The Great x=cape

As the new academic term has begun, I have recently started back at my job as a note taker at Plymouth University.

The main student that I help is taking the first-year Mathematics and Statistics course. I’ve always loved Maths, which I imagine is a minority position. So to try to convince you that Maths isn’t just about crusty old professors scribbling indecipherable squiggles on a whiteboard, but also about exciting tales of derring-do, I want to share something taught in one of the lectures.

To set the scene, think of all those World War II Prisoner of War (POW) films you’ve seen. Probably The Great Escape* comes to mind.

The Great Escape

These escapes didn’t occur spontaneously. They were planned, with outside help from Military Intelligence**.

The communication between POWs and Military Intelligence was carried on through the letters the POWs were allowed to send home. Since all letters were censored, the messages had to be encoded.

How this was done was a mystery, until Plymouth University lecturer, David McMullan, cracked the codes hidden in POW John Pryor’s letters home to his parents in Cornwall. The video below gives some background:

I won’t go into all details, as the steps, while not overly complicated, would take ages to explain. I will explain the spelling rule, that allowed important messages to be hidden in innocuous sentences.

The first step is to add an extra letter to our alphabet, a full stop ‘.’. Now there are 27 letters in the alphabet, and 27 = 3 × 3 × 3. We can create a grid, with each box described by a 3-number combination of 1’s, 2’s, and 3’s. We then fill this grid alphabetically, starting with the ‘key’, which was ‘S’ in John Pryor’s case:

John Pryor Grid

I hope that after a couple of minutes of looking at the grid, you can see the pattern in the numbers and the letters. Poor John Pryor had to keep this in his head when he was encoding his messages – you don’t want to leave any incriminating proof that you’ve been working out codes for the guards to find!

Now, we can use this grid to decipher a sentence in a letter. Let’s use as our example:

A few weeks ago we arranged a rather useful scheme, so men could get lager

I personally would never guess this contained a secret message. And it’s lucky for us (and the escapees) the German guards didn’t either.

The first step is to group the words into 3, and take the first letter of each:

ohn Pryor Words to Letters

Now, we convert these 3 letters to 3 numbers. Take the first row, A F W. Looking back at our grid, we notice that A is in column 1F is in column  3, and W is in column 2. So A F W becomes 1 3 2.

If we look again at our grid, though, we see that 1 3 2 corresponds to the letter M.

We can then convert each of our 3-letter combinations into a single letter using the grid:

John Pryor Letters to Letter

The code has converted “A few weeks ago we arranged a rather useful scheme, so men could get lager” into MAPS. – and no one suspected until recently.

The letters were used to pass German secrets to the British government, and to request things such as maps, passports, guns and so forth so the men could escape from the camp.

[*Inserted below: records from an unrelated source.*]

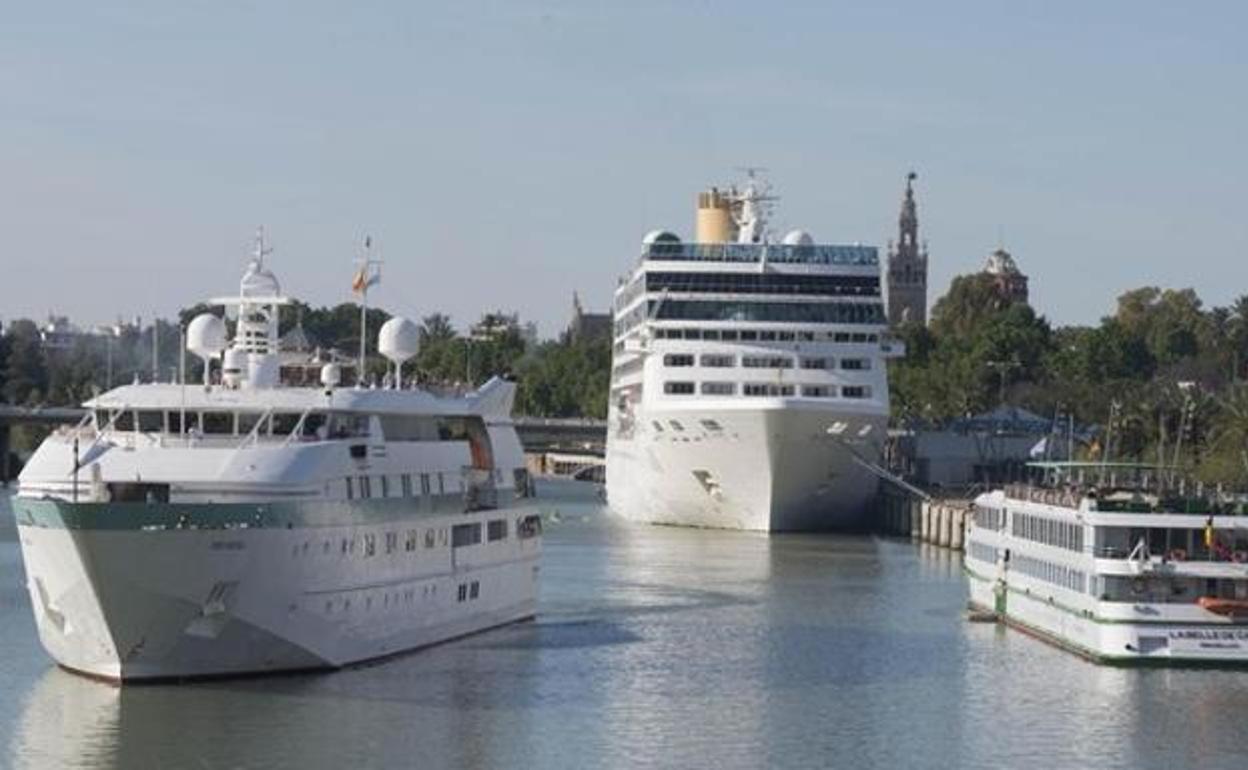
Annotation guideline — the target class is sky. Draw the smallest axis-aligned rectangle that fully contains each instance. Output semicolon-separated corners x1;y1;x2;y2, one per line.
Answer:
2;1;1245;338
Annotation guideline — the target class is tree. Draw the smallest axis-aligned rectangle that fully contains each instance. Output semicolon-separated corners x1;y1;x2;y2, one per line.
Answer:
2;320;47;405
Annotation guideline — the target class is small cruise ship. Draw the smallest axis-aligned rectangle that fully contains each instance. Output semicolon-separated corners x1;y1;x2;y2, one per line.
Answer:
605;174;900;531
966;462;1248;664
12;235;542;681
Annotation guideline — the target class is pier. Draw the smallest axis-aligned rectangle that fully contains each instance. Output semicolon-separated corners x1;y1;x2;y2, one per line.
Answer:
879;486;970;550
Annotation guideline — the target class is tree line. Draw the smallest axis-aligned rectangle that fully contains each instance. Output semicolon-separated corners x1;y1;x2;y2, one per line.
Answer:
892;275;1248;484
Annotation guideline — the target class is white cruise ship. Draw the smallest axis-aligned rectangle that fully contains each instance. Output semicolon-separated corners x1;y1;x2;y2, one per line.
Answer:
966;462;1248;664
605;175;900;531
12;236;541;681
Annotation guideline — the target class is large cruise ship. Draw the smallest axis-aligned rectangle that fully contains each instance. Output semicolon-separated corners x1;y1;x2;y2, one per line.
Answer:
967;462;1248;663
12;236;542;681
605;175;900;531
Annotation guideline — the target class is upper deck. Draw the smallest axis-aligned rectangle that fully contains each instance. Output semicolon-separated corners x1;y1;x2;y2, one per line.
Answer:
639;241;877;267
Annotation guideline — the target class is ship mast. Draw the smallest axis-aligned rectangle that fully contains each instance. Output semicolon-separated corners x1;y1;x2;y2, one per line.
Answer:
352;236;382;384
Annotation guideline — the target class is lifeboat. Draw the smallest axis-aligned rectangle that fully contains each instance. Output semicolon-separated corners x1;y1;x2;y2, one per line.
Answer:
1196;596;1248;619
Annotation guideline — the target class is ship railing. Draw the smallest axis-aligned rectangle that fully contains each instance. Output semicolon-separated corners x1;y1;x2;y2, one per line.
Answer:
642;242;878;266
462;467;498;512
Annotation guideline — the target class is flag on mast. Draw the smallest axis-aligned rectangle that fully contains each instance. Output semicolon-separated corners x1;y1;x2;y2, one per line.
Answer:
352;236;381;294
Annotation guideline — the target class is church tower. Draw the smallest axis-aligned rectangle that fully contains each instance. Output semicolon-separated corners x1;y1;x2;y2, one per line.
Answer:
886;172;929;326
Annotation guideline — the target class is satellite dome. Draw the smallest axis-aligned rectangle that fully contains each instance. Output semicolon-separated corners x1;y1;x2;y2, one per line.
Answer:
378;317;421;365
642;230;681;246
186;313;227;360
782;229;814;246
320;363;342;388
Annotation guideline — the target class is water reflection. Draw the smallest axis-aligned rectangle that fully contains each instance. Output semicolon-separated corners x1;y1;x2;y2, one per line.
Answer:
7;488;1248;769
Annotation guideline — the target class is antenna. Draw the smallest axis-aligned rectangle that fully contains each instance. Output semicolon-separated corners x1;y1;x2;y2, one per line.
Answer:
352;235;383;383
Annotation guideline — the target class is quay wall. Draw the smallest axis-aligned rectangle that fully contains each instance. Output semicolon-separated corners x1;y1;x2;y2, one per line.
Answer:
877;486;970;551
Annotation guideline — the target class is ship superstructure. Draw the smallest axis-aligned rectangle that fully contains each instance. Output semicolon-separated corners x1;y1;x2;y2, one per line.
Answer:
967;463;1248;663
12;234;541;681
605;175;901;531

It may not be as impressive as the work of Alan Turing and Bletchley Park, but it shows what amazing things can be achieved using a little bit of Maths!

.

* Let’s pass over the fact that in the real escape that inspired the film, the escapees were from the British, Commonwealth or Polish armed forces (although sometimes of other nationalities) – there were no Americans, but then Hollywood has always rewritten history.

** Groucho Marx once quipped that “Military Intelligence is a contradiction in terms” . I think once you’ve read about this story, you’ll realise that this is just a very good, but inaccurate, gag.

To be more precise about which intelligence service was involved, it was MI9 that communicated with the POWs. Not to be confused with James Bond‘s MI6.